Legume, called a bean, and popularly a pod, has a special structure and develops from a single carpel. It is a kind of one-celled fruit with two valves, seeds are attached to the inside of which. In some species of moths (single-seeded) there is only one bean seed, in most others (multi-seeded) there are several. When ripe, the fruits open one by one (for representatives of the subfamily Caesalpinia) or two seams. Beans come in a wide variety of shapes and sizes. The largest, reaching a length of up to 1.5 m, is in the climbing eptad (Enlacia scaridens). It is also the largest in the world.

Spreading. Plants of the moth family grow on all continents from the tropics to the polar islands and in different natural zones from deserts to wet forests and swamps. In most countries with warm temperate, tropical and boreal climates, they form the bulk of the local flora. Only in places with a cold climate is the proportion of their participation relatively small. Representatives of legumes perfectly adapted to the lack of moisture on infertile clay soils, moving sands, and are even able to climb mountains to a height of up to 5 thousand meters. In the humid tropics and subtropics, they are often included in forests as the main species.
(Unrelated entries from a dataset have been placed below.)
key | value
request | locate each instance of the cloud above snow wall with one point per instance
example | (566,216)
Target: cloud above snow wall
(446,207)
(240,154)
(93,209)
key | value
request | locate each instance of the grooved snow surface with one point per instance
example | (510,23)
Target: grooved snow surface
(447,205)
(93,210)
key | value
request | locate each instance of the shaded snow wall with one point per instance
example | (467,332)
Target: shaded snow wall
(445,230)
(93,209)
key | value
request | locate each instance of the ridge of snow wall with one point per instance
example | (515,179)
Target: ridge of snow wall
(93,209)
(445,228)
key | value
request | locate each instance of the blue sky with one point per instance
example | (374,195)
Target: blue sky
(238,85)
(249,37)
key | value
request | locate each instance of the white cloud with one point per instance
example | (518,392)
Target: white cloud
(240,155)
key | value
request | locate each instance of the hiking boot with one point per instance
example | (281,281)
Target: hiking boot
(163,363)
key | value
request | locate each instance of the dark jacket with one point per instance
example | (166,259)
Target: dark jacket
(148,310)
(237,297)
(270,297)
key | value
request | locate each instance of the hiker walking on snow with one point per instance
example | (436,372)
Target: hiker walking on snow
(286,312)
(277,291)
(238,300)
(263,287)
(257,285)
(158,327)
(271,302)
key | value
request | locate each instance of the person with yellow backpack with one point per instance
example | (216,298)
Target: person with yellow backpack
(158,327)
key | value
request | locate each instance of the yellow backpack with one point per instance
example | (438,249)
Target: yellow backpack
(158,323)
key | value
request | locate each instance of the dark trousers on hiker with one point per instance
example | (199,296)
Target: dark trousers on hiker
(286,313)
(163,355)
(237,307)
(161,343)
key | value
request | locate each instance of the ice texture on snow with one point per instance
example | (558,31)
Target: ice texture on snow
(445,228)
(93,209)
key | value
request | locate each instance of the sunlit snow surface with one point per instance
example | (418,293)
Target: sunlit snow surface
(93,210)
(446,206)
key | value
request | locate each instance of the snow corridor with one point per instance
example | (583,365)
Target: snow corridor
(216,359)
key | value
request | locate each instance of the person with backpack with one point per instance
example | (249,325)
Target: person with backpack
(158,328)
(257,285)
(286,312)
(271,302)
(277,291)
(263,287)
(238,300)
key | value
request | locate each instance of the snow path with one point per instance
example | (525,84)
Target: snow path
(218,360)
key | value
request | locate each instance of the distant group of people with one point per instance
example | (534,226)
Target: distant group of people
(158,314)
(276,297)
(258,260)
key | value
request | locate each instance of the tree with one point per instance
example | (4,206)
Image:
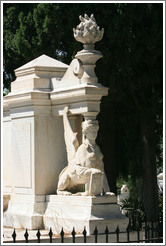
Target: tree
(131,115)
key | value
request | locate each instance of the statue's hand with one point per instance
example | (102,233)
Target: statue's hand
(95,171)
(66,110)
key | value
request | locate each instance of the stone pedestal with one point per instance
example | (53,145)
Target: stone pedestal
(80,212)
(25,211)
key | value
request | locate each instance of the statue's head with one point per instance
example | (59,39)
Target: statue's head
(90,128)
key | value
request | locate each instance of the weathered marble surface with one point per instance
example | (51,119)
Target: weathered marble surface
(85,170)
(84,211)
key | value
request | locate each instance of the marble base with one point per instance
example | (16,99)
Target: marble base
(80,212)
(25,211)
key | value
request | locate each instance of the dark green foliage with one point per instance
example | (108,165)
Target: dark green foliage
(130,120)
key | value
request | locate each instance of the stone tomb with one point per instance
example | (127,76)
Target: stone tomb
(83,212)
(43,155)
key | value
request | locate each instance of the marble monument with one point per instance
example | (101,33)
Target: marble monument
(53,169)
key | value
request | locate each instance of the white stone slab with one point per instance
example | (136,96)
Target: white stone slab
(21,154)
(80,212)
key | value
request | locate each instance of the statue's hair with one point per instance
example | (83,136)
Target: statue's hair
(88,124)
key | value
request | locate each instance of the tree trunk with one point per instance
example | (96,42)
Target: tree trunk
(107,144)
(149,166)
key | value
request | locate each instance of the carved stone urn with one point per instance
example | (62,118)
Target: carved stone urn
(88,33)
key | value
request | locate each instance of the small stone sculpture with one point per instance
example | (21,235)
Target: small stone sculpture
(85,170)
(87,32)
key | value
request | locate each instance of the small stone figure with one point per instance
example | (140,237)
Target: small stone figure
(85,171)
(87,32)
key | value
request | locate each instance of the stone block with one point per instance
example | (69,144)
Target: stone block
(80,212)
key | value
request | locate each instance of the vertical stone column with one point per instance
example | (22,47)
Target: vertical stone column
(34,146)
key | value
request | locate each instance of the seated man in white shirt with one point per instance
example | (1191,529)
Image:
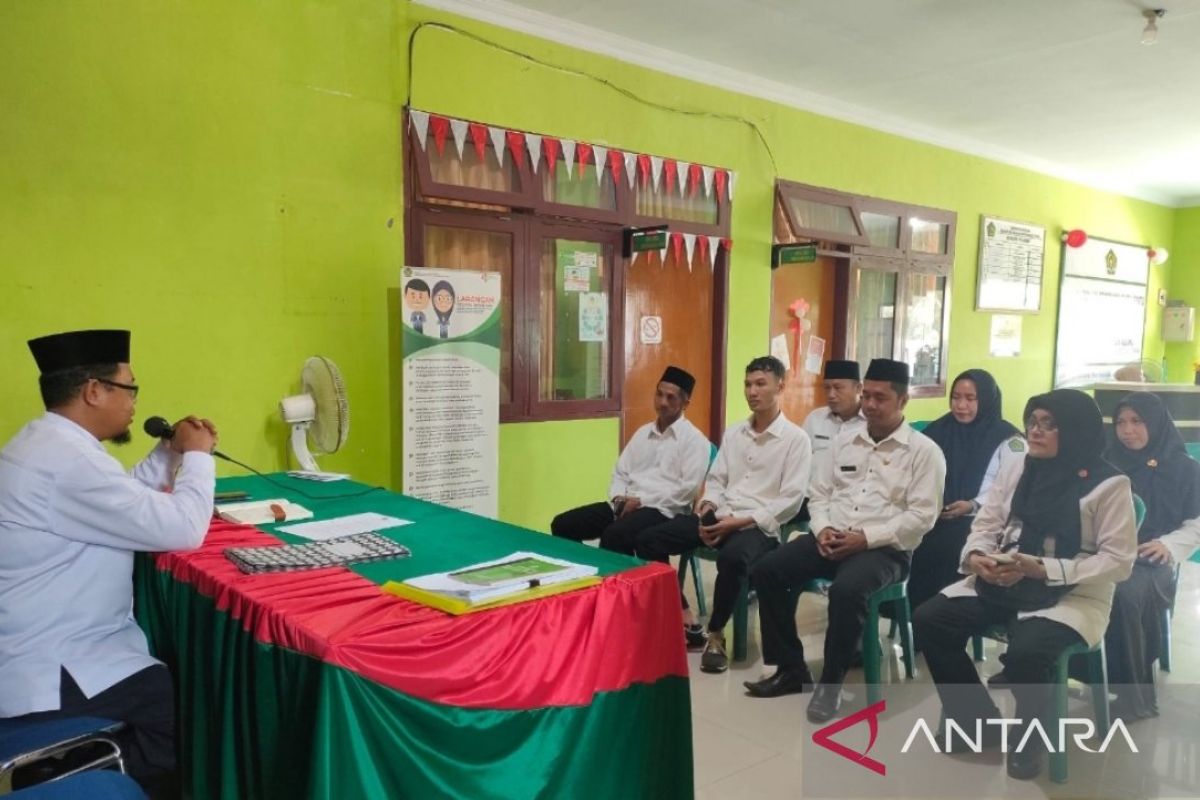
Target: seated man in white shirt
(843,409)
(755,486)
(71,519)
(871,503)
(655,479)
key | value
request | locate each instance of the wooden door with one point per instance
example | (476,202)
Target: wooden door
(795,286)
(682,300)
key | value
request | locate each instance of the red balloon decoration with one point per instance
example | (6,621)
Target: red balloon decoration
(1075,238)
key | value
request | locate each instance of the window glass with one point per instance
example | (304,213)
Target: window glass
(874,314)
(921,341)
(929,236)
(882,229)
(575,301)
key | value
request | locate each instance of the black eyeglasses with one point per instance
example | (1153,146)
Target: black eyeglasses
(130,388)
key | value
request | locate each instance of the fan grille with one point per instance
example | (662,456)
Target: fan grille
(322,379)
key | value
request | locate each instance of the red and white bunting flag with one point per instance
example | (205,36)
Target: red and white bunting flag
(583,155)
(478,134)
(497,136)
(459,128)
(533,142)
(601,158)
(670,169)
(713,244)
(551,146)
(677,246)
(569,155)
(694,178)
(441,127)
(655,170)
(516,146)
(420,122)
(631,162)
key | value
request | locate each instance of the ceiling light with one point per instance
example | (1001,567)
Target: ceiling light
(1150,32)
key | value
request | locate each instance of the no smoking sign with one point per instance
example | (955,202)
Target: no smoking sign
(652,330)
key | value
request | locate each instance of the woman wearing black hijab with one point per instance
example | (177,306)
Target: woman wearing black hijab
(1055,535)
(976,440)
(1150,450)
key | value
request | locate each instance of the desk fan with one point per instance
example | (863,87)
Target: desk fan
(321,413)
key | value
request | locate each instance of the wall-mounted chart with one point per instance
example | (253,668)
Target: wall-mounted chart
(1102,311)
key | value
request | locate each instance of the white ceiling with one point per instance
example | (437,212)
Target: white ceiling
(1062,86)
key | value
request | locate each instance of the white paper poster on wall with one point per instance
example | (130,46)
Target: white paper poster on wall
(451,389)
(1006,336)
(1102,311)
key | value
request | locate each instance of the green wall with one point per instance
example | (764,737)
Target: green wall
(225,178)
(1185,262)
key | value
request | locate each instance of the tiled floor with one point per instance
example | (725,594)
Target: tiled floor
(748,747)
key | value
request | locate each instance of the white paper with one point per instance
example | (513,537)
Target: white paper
(447,584)
(355,523)
(779,349)
(258,512)
(651,329)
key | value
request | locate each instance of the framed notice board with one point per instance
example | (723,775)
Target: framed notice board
(1102,311)
(1011,260)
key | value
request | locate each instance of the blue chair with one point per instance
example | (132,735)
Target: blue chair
(1139,516)
(96,785)
(23,743)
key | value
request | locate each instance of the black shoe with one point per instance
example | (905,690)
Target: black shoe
(786,680)
(714,659)
(825,703)
(1025,765)
(695,636)
(1000,680)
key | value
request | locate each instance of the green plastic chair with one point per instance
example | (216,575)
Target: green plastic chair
(873,656)
(1139,516)
(741,618)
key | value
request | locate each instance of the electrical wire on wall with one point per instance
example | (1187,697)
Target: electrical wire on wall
(580,73)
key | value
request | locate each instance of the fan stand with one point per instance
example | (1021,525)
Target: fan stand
(300,446)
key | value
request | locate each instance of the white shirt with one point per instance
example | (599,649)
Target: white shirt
(1009,450)
(1108,549)
(892,489)
(663,469)
(823,427)
(70,522)
(761,475)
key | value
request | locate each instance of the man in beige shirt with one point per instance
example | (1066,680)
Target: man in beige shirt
(871,501)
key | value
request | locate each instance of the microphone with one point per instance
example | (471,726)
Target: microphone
(161,428)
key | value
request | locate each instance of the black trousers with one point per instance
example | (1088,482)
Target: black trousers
(735,555)
(598,521)
(943,625)
(145,702)
(1133,641)
(779,576)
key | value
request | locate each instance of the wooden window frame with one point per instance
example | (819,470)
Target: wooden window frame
(528,215)
(861,254)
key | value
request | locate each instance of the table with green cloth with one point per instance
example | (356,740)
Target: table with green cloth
(318,684)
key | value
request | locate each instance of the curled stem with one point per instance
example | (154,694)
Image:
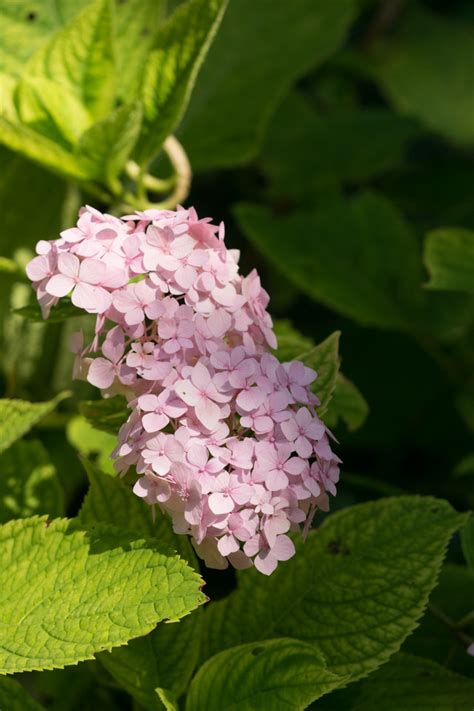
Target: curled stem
(179,183)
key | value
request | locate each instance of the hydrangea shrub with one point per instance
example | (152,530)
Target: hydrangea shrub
(196,430)
(223,437)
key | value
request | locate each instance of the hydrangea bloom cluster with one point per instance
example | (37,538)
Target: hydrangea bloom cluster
(223,436)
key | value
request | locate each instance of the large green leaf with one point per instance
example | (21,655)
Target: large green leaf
(358,257)
(89,441)
(342,400)
(356,589)
(51,110)
(107,415)
(261,49)
(26,27)
(171,69)
(67,594)
(45,197)
(40,149)
(17,417)
(406,683)
(449,258)
(28,483)
(426,70)
(138,21)
(164,659)
(104,148)
(13,697)
(110,500)
(324,359)
(278,674)
(81,56)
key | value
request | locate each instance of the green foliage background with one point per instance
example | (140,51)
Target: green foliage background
(335,138)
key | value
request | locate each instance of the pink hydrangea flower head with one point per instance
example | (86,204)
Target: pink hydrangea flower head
(222,436)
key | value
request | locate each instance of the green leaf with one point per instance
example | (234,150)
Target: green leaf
(465,467)
(28,483)
(171,69)
(356,589)
(51,109)
(17,417)
(165,659)
(167,656)
(167,699)
(92,442)
(290,341)
(55,577)
(39,149)
(304,151)
(61,312)
(467,541)
(25,28)
(104,148)
(358,257)
(449,258)
(260,50)
(453,598)
(14,698)
(324,359)
(347,404)
(138,21)
(111,501)
(107,415)
(81,57)
(409,683)
(45,199)
(425,69)
(278,674)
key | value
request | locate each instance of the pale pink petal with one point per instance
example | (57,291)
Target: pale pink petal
(60,285)
(207,412)
(68,265)
(250,399)
(265,562)
(187,392)
(284,548)
(101,373)
(92,271)
(152,422)
(221,503)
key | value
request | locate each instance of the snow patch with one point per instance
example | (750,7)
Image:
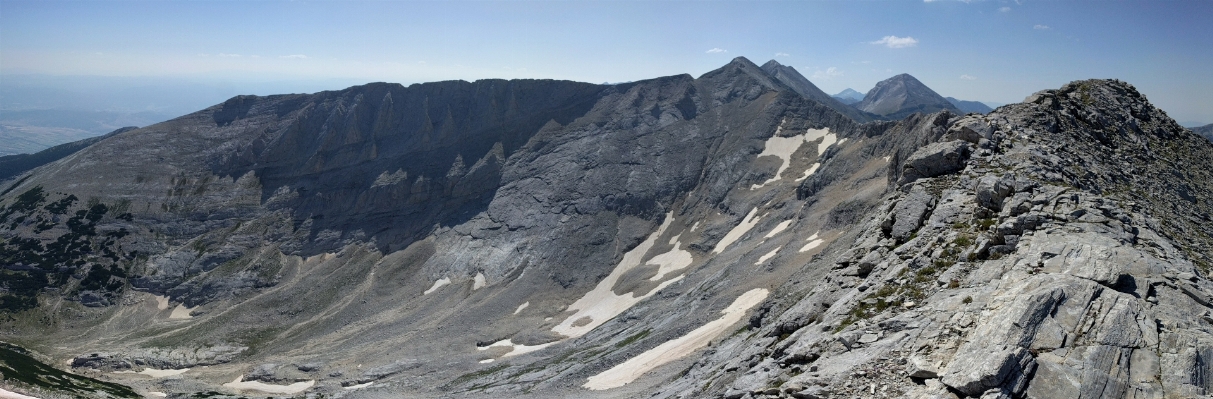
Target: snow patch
(239,383)
(827,138)
(514,348)
(784,148)
(438,284)
(813,243)
(161,374)
(676,260)
(181,312)
(601,303)
(779,228)
(478,281)
(747,223)
(161,302)
(768,256)
(359,386)
(673,349)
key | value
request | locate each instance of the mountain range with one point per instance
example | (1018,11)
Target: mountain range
(849,96)
(728,235)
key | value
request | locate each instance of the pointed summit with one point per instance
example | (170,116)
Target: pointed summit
(903,95)
(849,96)
(793,79)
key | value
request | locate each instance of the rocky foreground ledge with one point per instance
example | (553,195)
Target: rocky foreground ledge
(1052,249)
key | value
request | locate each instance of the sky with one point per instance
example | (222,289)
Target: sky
(992,51)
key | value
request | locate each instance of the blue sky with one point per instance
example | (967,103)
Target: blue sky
(994,51)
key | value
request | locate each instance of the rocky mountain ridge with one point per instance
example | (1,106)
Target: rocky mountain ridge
(903,95)
(563,239)
(849,96)
(969,106)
Moth breeding characterized by the type of pollination and a wide variety of methods of dispersal of seeds. Many cereals legumes(peas, soybeans, beans, some types of lupine, etc.) are self-pollinators. They are pollinated by the flowers of one plant. When the pollen is fully ripe, the anther of the stamen bursts, and it is carried by insects or wind.

The most important role in the process of moving bean grains is played by wind and water. Pterygoid outgrowths sometimes allow the fruits to freely plan for tens of meters, like a tropical tree of the Malacca compass. A variety of outgrowths or tiny spikes that act as hooks contribute to the settlement of plants by animals. There are also known facts when a ripe fruit cracks, opening with two wings. At this moment, the valves simultaneously twist with force, scattering the seeds a meter from the parent plant. Under favorable storage conditions, bean seeds, even after a decade, are able to give excellent germination.